SSL Cert - Do I need to purchase SSL for a Domain

Quick dumb question but want to make sure. I need to redirect www.example.com to www.example1.com. www.example1.com is already secured with a SSL cert. Do i need to purchase a SSL cert for www.example.com? I am assuming 'No' because the redirect is landing on a page that is aready secured.

Please advise.

Thanks, Alpha

回答1:

If you want to redirect from https://www.example.com to https://www.example1.com you need a certificate for www.example.com too. The redirect will be done with HTTP, but https encapsulates HTTP inside SSL. So it first needs to establish the SSL connection which includes verifying the certificate, before it can get to the HTTP layer with the redirect.

回答2:

The ability to issue an HTTP-level redirect is independent of whether the original or destination sites are protected by HTTPS (SSL/TLS) and a corresponding certificate.

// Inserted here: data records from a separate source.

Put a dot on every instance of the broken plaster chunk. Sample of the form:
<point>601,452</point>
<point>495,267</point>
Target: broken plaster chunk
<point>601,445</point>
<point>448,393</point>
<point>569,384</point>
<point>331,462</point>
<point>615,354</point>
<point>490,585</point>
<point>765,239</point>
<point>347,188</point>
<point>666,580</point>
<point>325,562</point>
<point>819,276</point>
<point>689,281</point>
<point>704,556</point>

Redirects may be issued in any combination, specifically all of these are allowed:

FROM                      TO
http://www.example.com    http://www.other.example
http://www.example.com    https://www.other.example
https://www.example.com   http://www.other.example
https://www.example.com   https://www.other.example

Before any of these HTTP redirects to take place, the client must be able to establish a valid HTTP request with the "FROM" server. If www.example.com is an Internet-accessible site intended to be used by anyone, and it uses HTTPS, then it must use a certificate; preferably, one signed by a recognized CA (Certificate Authority). However, this concern is not specific to the topic of redirects; it would apply to any request to that server and should be treated as a separate concern.

The answer to my interpretation of the OP's question is: No, the source of a redirect does not need to be secured with SSL/TLS merely in order to issue a redirect to a protected site. (Case 2 in my table above.)

There may be other reasons why the originating server should use HTTPS, but it is not a requirement merely for the ability to redirect. Note that in some cases (e.g. case 3) a browser may warn the user if redirecting to an insecure page from an HTTPS context.